IS this really the worst election campaign in living memory?

Are Julia Gillard and Tony Abbott as small-minded and cynical as Laurie Oakes suggested when he called them "a couple of political pygmies"?

Everyone is beating up on this election campaign, but maybe now that it has all come to an end, we will look back and see that it did have its interesting moments.

Oakes might be the Obi-Wan Kenobi of Canberra but what does he really know about popular entertainment?

Sure, this campaign may have lacked a few elementary things, like vision and policies, but how many people recall past election campaigns and sigh: "oh that campaign of '93; now that was an election campaign, great speeches, sound policies … "

Fact is, most people's collective memories of previous election campaign highlights would barely fill a two-minute reel. Let's see: there was John Howard's children overboard fraud and Mike Willesee's dismantling of John Hewson's GST policy using a hypothetical birthday cake.

Suddenly, the 2010 campaign hasn't been so bad after all.

There have been plenty of memorable moments, admittedly most of them car crashes, but memorable just the same.

In fact, this election has all the ingredients of a movie blockbuster. Let's list them, shall we?

MINDLESS violence: Julia's knifing of K-Rudd; bone-chillingly efficient and a real mood-setter.

RETURN of the living dead: Buried and all but forgotten, K-Rudd is revived by a mad scientist (aka ALP campaign director) to run amok in the backblocks of Queensland electorates.

YOU talkin' to me? First Julia refuses a second debate with Tony, then he refuses to debate her, and then they can't get their acts together in a wacky homage to romantic comedies.

FUNNY sidekick: He's a clumsy, oafish clown who keeps getting in the way; see Mark Latham cause the most cinematic mayhem since Steve Martin in the Jerk.

 GRUMPY old men: Bob Hawke and Andrew Peacock are dragged in with predictable results. Those old-timers just don't know when to shut up, with Peacock managing to lose the handicap vote in one sentence – you'd have to be "pretty handicapped" not to notice the Labor Government's problems. Time for your nap, Andrew.

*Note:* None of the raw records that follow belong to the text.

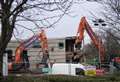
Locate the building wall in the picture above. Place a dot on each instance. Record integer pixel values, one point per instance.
(56, 51)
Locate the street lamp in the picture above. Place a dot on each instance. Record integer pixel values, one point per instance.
(99, 22)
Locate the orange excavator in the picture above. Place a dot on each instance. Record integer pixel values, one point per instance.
(21, 59)
(84, 25)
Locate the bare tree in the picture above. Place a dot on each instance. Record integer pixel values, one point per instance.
(15, 13)
(111, 14)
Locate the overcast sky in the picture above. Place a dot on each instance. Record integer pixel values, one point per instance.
(68, 26)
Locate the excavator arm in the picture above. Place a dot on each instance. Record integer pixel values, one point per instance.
(84, 25)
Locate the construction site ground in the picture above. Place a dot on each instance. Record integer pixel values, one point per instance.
(59, 78)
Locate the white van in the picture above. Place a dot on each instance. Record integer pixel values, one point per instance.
(68, 69)
(73, 69)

PRETTY Woman: Julia lands on the front page of a women's mag after a makeover leaves her looking more like the other Julia (Roberts).

PLANES, Trains and Automobiles: In the desperate last days, Tony goes on a frenetic 36-hour bender to visit as many election hot spots as possible while Julia flies from one side of the nation to the other.

FAST and Furious: a semi-trailer narrowly misses taking out the Liberal leader near Geelong (sure, it was back in February, before the campaign, but that's movies for you … ).

All we need for box-office success is clever casting. Cate Blanchett would be all over Julia and Hugh Jackman's physique makes him a perfect fit for Tony, but the supporting roles provide a bigger challenge.

Who to play the tortured soul that is Mark Latham? Russell Crowe clearly has the acting chops, and he has been known to bulk up for the right role, but he might not agree to a lower billing – ironically something Latham also had trouble with.

Paul Hogan could probably play both Bob Hawke and Andrew Peacock – killing two roles with one trip to the solarium – while Gyton Grantley, the baby-faced actor who played killer Carl Williams in Underbelly, could portray the clearly ruthless bill Shorten.

To play Laurie Oakes is a trickier affair since Frank Thring and Noel Ferrier have gone to that actors' studio in the sky but, in a pinch and with a suitable body suit, bill Hunter could fit the bill because just as there can never be an Australian election without Oakes, there surely cannot be an Australian movie without Hunter.

That just leaves Geoffrey Rush to play Bob Brown, Guy Pearce to play K-Rudd and Max Gillies to play former Liberal leader Malcolm Turnbull.

With the right script, this could make Don's Party look like a tea party. just some clever editing, you know, with music drowning out the speeches and it could be a winner. just what to call it? Moving forward? Standing up? Rolling over? Begging? Playing Dead? … no, no, how about borrowing a line from another old pollie and call it Feeding the Chooks?